The empire of online shopping has created a culture of overconsumption. It has spread everywhere, from home décor, to fashion and even to romance. In many ways, the culture of overconsumption has created a message that love has to be measured in visible, purchasable proof. The internet does not help with this problem. We constantly see videos pop up on our feeds this time of year showing grand gestures, flower walkways and expensive jewelry. This social comparison pushes people towards anxiety-driven spending and constantly wondering “did I do enough?”.
So, what can we do to make our Valentines’ Day gifts more meaningful? My advice is to think more about the intention rather than the price. Think about creating a gift that is a symbol of your attention, memory and effort for your partner. Consider writing a love letter, old fashioned, but timeless, nonetheless. After all, there is a reason why everyone loves historical romance.
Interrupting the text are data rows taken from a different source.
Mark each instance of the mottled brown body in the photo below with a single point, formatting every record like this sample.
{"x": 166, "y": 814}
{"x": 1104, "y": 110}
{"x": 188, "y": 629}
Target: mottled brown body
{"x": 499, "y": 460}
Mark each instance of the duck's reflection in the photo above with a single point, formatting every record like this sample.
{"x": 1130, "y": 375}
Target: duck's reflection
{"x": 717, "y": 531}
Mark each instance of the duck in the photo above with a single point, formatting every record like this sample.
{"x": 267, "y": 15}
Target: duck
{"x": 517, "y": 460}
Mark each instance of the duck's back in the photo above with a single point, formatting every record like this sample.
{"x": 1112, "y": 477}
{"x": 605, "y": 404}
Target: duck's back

Consider making a craft, where you write down some of your favorite memories with your partner. You can even make your gift interactive by making them a playlist of songs that remind you of them.
Some of the most meaningful romantic gestures involve experiences instead of objects. Trying a new restaurant together, cooking them a meal, setting up a little movie night with snacks or something similar. The important thing when deciding on a gift is knowing what your partner values. Do they like outdoor or indoor dates? Do they like to try new things or share rituals? Even something as small as whether they like sweet or savory treats. Let your gift be a symbol of your attention to them, because to be loved is to be seen.
Don’t get me wrong, the classic flowers and chocolates are always fun and thoughtful. The point is to not worry so much about grand gestures and expensive gifts. Shift your thinking from “what should I buy?” to “how can I make them feel loved?”
Romance does not disappear when we buy less, but it can often deepen. Love is not proven by your spending, but your attention to the details of the person you love. This Valentine’s Day, give a gift that not only feels right, but also feels meaningful. This is not to say that you shouldn’t buy things for your partner, only that you don’t need to spend an obscene amount to show them. Spending time is always better than spending money.